歴史の殿堂として知られるイギリスの大英博物館は、古代エジプト文明の研究でも世界を牽引してきました。その研究成果を紹介する本展は、6体のミイラを選りすぐり、CTスキャンを用いた画像解析によって、外側からはうかがい知ることのできないミイラの謎を解き明かし、古代エジプト人の生き様や文化を紹介します。

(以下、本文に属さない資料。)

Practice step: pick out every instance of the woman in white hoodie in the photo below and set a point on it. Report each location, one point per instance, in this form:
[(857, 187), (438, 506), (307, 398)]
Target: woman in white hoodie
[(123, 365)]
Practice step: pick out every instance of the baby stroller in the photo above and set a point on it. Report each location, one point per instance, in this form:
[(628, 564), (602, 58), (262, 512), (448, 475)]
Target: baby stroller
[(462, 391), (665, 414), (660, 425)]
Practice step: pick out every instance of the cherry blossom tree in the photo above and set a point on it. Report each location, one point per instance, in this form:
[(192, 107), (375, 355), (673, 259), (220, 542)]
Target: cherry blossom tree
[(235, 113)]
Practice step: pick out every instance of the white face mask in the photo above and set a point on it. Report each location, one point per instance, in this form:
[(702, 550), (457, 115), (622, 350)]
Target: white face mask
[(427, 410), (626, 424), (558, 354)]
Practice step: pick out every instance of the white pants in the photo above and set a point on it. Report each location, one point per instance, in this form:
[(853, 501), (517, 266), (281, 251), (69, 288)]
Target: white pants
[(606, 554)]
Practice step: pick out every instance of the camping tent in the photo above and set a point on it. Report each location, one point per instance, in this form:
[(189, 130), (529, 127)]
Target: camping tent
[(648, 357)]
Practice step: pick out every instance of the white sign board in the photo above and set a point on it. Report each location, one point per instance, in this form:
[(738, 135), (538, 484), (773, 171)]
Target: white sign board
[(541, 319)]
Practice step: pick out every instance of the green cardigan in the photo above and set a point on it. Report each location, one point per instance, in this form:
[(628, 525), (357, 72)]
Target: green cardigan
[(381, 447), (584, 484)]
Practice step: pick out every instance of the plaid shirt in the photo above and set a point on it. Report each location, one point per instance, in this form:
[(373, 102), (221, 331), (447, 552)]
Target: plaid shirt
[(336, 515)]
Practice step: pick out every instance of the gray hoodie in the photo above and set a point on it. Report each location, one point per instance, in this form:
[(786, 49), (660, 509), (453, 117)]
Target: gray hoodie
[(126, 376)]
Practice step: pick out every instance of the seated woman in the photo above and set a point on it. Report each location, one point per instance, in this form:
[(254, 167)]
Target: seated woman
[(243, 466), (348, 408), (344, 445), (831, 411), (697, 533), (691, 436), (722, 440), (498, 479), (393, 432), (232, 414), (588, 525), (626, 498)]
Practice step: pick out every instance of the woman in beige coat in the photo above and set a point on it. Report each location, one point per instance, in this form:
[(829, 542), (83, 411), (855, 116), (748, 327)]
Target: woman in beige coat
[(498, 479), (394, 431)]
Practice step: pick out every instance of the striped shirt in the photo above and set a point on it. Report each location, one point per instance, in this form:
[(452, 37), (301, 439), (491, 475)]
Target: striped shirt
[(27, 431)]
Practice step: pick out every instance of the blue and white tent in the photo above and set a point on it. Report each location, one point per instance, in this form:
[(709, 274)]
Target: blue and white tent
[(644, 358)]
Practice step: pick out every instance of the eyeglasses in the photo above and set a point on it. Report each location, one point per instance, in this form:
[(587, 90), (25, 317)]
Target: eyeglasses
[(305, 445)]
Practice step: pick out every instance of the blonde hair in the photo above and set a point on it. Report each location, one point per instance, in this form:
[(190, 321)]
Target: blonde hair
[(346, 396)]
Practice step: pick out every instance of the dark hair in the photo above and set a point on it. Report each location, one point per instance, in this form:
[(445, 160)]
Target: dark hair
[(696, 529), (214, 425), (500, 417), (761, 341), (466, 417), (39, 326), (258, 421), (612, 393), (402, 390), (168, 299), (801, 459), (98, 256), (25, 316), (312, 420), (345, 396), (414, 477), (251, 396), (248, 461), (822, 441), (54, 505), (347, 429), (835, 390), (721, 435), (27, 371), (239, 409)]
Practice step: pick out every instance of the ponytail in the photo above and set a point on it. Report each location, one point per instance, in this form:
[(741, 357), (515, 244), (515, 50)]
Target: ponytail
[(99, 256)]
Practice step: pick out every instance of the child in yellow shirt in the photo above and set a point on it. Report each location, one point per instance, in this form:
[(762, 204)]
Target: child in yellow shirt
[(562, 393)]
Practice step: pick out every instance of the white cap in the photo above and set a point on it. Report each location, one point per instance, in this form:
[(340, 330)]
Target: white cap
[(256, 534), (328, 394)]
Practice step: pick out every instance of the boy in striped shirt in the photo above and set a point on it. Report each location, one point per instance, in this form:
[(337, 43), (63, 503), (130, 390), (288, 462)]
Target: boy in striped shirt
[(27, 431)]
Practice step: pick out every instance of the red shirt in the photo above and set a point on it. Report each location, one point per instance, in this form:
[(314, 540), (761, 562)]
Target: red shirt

王家の所領を管理する役人、代々続く名家の神官、既婚女性、幼い子ども……展示される6体のミイラは、年齢や性別、社会的立場や暮らしていた時代も様々です。彼らはどのような人生を送ったのちにミイラとして残ったのか―? CTスキャン画像をもとにした高精度の映像や、「食」「健康」「音楽」「家族」などのテーマに沿った展示物を交え、各ミイラの6つの物語を展開します。神々の像やミイラ作りの道具は、古代エジプトの信仰や死生観を垣間見せる一方、女性の装身具や子どものおもちゃなどは、今も昔も変わらない人々の暮らしを伝えています。

2019年に日本の調査隊が発見し、現在も調査が続いているサッカラ遺跡のカタコンベ(地下集団墓地)を実寸大の部分模型で再現するなど、日本独自の展示も行います。

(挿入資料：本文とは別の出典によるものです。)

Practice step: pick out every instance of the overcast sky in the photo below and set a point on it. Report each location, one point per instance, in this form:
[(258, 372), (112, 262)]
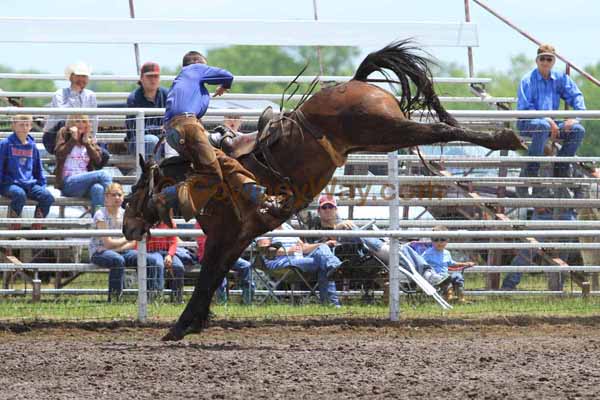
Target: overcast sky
[(571, 26)]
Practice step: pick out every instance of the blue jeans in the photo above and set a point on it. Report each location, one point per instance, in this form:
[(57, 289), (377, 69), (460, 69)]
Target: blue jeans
[(242, 268), (89, 184), (320, 260), (539, 130), (117, 262), (19, 195), (150, 143), (408, 254)]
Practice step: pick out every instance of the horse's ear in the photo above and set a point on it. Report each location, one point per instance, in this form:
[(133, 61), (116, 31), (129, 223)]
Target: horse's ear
[(142, 162)]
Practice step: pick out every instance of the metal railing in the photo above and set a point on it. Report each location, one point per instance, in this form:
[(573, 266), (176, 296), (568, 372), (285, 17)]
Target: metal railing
[(393, 159)]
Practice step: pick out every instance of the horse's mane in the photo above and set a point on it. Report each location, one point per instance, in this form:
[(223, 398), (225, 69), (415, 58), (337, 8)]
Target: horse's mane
[(403, 60)]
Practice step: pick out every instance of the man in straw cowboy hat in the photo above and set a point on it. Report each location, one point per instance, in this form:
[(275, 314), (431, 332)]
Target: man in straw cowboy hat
[(542, 89)]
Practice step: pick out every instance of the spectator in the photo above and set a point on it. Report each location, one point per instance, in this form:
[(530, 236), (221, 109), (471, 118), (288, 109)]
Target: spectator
[(440, 259), (241, 267), (114, 253), (164, 252), (74, 96), (307, 257), (78, 160), (149, 94), (21, 175), (542, 89), (327, 218)]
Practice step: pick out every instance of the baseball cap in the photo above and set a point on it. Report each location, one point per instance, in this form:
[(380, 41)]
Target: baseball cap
[(327, 199), (150, 68), (546, 50)]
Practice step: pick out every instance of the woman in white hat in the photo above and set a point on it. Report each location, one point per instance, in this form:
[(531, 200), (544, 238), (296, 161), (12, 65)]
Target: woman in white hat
[(74, 96)]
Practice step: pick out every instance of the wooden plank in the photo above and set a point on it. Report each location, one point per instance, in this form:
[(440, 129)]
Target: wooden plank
[(234, 32)]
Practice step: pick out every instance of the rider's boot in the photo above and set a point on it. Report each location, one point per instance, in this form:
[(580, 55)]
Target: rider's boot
[(264, 118), (256, 195)]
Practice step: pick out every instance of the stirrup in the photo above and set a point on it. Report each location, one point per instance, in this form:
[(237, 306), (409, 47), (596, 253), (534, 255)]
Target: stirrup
[(265, 117)]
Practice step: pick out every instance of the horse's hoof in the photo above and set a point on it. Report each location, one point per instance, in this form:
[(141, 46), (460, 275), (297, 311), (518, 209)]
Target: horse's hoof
[(172, 336), (198, 326)]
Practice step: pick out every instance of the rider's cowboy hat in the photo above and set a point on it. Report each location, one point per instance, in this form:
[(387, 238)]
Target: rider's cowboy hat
[(78, 68)]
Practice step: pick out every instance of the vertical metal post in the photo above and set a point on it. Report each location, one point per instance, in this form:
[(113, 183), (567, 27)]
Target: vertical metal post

01“歴史の殿堂”大英博物館からミイラがやってくる!

世界最大級の古代エジプトコレクションを誇り、ミイラ研究を牽引してきた大英博物館が選りすぐった6体のミイラと約250点の貴重な遺物が展示されます。

02高精度の“ミイラの復元映像”!

ミイラ1体につき約7000枚という破格の撮影枚数のCTスキャン画像から作成された高精度の映像で、生前の健康状態やミイラ化の過程などを解き明かしていきます。

03日本人研究者による最新の発掘調査も紹介!

日本独自コンテンツとして、本展監修者の一人である、金沢大学・河合望教授の率いるチームが発掘中のサッカラ遺跡のカタコンベを実寸大の部分模型で再現。通常は入ることのできない、発掘調査中の遺跡内部を紹介します。